Reckless

"Movie Magazine International" Review -- Air Date: Week Of 11/15/95

By Monica Sullivan


Ebenezer Scrooge was Pollyanna Whittier compared to yours truly. The Christmas season terrifies me more than anything which could possibly go bump in the night. The only reason I saw "Reckless" at this time of year was because, with Craig Lucas as the screenwriter and Mia Farrow as the star, I was reasonably sure that it would supply a strange and skewed take on the holidays. And it does.

Mia Farrow is a blissful housewife with a wonderful life except for one thing: her husband (Tony Goldwyn) has taken a contract out on her life. Guilt-stricken, he confesses the whole thing to his wife and urges her to escape though the bathroom window before the hired killer turns up. Mia wanders in the snow until she hitches a ride from Scott Glenn, who takes her home to his crippled wife, Mary Louise Parker. Mary Louise also pretends to be a deaf mute so that Scott will stay with her (No, I didn't get it either!) & the sweet couple adopt Mia & make her feel right at home.

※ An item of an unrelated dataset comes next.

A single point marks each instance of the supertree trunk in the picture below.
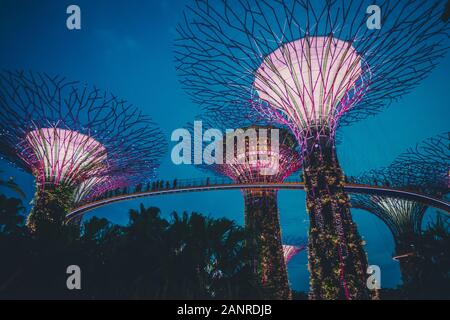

So Mia creates a new life for herself at the non-profit organisation where Scott gets her a job & all is well until the next Christmas... Poor Mia. Talk about the Perils of Pauline: this sweet, gentle lady has to put up with everything! She's great in the role, retaining the doll-like sense of innocent wonder that kept audiences rooting for her in "Rosemary's Baby" & "The Purple Rose of Cairo". Scott Glenn, too, does a nice job in a rather whacked out role (for him). And Stephen Dorff makes a brief but affecting appearance as Mia's long-lost son. "Reckless" travels its own weird one-of-a-kind route with the prolific Lucas as tour guide. It isn't exactly a fool-proof antidote for the cheery warmth we're supposed to be feeling the last six weeks of the year, but it beats being anesthetised by the 10,000th broadcast of "It's a Wonderful Life". "Reckless" opens nationally this week.